Om onder de ramen te kunnen werken zul je hoogstwaarschijnlijk een paneel in de lengte moeten bijzagen, zodat het mooi onder de vensterbank komt. Schroef het gedeelte onder de vensterbank niet vast, want de schroeven zouden zichtbaar blijven.
Op de vensterbank zelf verlijm je een reststuk dat net iets breder is dan de gevel. Vergeet niet om ook hier overal de uitzetvoeg te respecteren!
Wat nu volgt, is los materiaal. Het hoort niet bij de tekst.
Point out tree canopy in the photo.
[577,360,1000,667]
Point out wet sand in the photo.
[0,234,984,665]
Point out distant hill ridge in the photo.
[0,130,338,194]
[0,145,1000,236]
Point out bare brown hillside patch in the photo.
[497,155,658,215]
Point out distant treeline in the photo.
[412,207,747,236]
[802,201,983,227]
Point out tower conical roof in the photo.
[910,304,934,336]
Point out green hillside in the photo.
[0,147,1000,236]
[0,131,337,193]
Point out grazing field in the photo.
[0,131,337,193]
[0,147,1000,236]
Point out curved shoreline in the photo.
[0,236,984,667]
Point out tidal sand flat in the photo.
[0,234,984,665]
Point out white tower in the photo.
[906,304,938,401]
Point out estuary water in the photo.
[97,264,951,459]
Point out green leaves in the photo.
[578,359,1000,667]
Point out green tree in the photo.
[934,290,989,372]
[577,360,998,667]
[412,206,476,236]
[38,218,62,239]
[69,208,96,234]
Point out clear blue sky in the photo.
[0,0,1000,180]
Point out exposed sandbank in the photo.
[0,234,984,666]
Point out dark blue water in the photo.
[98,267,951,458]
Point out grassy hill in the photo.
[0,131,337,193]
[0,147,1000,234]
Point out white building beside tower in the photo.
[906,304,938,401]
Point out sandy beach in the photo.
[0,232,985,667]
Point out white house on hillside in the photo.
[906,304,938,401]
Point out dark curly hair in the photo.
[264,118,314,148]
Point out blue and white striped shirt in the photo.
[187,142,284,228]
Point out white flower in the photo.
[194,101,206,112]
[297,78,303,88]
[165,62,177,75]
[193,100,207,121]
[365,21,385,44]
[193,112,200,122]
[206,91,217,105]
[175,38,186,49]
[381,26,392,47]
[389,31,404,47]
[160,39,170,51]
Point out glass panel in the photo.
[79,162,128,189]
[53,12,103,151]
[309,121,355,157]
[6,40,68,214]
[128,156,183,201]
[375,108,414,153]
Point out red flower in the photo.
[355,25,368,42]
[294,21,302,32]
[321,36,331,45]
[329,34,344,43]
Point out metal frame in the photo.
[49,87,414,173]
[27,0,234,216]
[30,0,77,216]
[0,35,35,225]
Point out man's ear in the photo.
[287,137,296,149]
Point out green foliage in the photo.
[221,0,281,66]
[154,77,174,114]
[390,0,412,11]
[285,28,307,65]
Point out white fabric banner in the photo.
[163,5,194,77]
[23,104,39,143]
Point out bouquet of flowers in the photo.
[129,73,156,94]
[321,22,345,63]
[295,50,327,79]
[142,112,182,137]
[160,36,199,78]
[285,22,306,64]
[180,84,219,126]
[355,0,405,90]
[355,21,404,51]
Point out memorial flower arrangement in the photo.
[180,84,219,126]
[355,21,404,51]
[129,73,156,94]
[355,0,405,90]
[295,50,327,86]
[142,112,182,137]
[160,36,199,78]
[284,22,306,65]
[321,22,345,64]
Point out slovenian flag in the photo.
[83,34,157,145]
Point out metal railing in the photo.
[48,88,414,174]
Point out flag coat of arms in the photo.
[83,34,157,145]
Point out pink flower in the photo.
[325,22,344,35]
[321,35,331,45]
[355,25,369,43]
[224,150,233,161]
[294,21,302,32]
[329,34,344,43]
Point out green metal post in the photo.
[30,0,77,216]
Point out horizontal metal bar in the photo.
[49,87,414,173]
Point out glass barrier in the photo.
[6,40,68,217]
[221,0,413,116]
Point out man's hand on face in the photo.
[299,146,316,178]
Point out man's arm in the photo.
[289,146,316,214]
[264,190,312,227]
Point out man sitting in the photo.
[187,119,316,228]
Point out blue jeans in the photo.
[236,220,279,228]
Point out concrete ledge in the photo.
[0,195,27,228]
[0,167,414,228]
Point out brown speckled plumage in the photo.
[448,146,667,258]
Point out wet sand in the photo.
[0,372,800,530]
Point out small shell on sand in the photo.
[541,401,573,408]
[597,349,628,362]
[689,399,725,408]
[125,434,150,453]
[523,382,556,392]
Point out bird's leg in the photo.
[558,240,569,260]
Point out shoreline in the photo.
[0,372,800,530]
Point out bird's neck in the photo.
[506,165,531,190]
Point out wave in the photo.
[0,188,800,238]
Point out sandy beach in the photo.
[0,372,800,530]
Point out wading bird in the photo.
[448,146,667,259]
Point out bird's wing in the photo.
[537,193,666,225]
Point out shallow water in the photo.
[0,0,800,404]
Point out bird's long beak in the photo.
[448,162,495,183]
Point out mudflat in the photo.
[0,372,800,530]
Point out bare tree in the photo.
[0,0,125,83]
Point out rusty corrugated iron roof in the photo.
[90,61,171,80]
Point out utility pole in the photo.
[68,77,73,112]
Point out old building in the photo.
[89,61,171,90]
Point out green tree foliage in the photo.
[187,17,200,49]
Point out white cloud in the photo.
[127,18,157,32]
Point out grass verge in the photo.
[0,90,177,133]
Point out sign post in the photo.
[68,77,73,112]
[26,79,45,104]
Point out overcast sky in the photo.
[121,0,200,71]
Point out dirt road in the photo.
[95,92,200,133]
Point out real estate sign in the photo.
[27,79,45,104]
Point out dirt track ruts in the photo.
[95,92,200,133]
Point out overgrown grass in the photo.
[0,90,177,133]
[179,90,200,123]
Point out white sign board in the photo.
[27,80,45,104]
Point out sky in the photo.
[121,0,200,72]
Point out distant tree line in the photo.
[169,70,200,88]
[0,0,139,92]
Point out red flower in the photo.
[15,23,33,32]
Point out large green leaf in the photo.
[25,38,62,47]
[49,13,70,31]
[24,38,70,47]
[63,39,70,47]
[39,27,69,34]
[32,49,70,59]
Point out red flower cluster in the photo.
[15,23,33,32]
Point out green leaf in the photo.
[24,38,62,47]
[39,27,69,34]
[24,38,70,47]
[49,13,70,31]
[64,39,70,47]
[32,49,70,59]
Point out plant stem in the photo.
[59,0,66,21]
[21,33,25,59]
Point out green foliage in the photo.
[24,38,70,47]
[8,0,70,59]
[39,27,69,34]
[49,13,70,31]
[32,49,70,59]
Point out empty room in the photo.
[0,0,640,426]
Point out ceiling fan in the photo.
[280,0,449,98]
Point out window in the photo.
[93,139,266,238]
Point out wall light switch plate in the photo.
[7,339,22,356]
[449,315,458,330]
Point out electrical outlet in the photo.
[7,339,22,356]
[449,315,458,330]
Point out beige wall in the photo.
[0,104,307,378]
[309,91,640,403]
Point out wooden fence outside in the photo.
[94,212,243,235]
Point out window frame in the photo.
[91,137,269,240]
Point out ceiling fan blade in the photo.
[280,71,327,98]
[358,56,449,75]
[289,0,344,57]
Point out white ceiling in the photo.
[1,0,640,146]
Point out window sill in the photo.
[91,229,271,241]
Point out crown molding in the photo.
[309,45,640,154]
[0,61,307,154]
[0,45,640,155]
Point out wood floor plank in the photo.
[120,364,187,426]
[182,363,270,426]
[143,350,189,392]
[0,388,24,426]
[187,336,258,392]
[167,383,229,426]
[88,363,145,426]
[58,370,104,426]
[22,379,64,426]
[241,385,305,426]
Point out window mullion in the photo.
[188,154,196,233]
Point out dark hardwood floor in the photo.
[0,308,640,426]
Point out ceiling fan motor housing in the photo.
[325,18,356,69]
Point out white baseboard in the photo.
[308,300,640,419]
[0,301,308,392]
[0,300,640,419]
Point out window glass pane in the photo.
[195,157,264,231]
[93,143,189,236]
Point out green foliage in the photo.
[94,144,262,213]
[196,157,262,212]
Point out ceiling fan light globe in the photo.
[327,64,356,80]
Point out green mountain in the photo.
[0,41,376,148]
Indien nodig zaag je ook het paneel boven het raam bij in de lengte.
Controleer zeker of de panelen aan beide kanten van een doorbreking, zoals een deur, raam or poort, mooi op gelijke hoogte doorlopen. Om dat te doen, leg je een paneel over de doorbreking en kijk je of het waterpas in het verlengde van de andere panelen ligt.
Vergeet ook niet om de dagkanten te bedekken. Daarvoor bestaan er speciale profielen. Die zaag je op maat met een haakse slijper en lijm je tegen de wand met montagekit.
TEGEN HET DAK AAN WERKEN
Heb je een puntdak, dan moet je aan de schuine dakrand de panelen ook in de juiste hoek bijzagen. Om de hellingsgraad erop over te zetten gebruik je een verstelbare zweihaak. Daarna kun je de panelen verzagen.
Als je nog een viertal panelen van de top verwijderd bent, is het goed om al eens te kijken hoe de panelen zullen eindigen. Hou er rekening mee dat de laatste paneelstrook zo'n drie centimeter van de rand moet blijven, zodat de spouw optimaal kan ventileren.
Merk je dat je te hoog uitkomt, dan zaag je het laatste paneel bij met de decoupeerzaag. Zul je te laag uitkomen, dan schuif je de laatste panelen een halve centimeter omhoog, zodat het uiteindelijke resultaat vrij gelijkmatig blijft.
Bij de top van het dak schroef je het laatste paneel gewoon vast. De schroef wordt bedekt door een speciaal zetprofiel dat onder de dakrand komt; hiermee vermijd je dat de isolatie achter de panelen in contact komt met regenwater. Na deze laatste stap is je gevel volledig voorzien van nieuwe bekleding en straalt hij als nooit tevoren.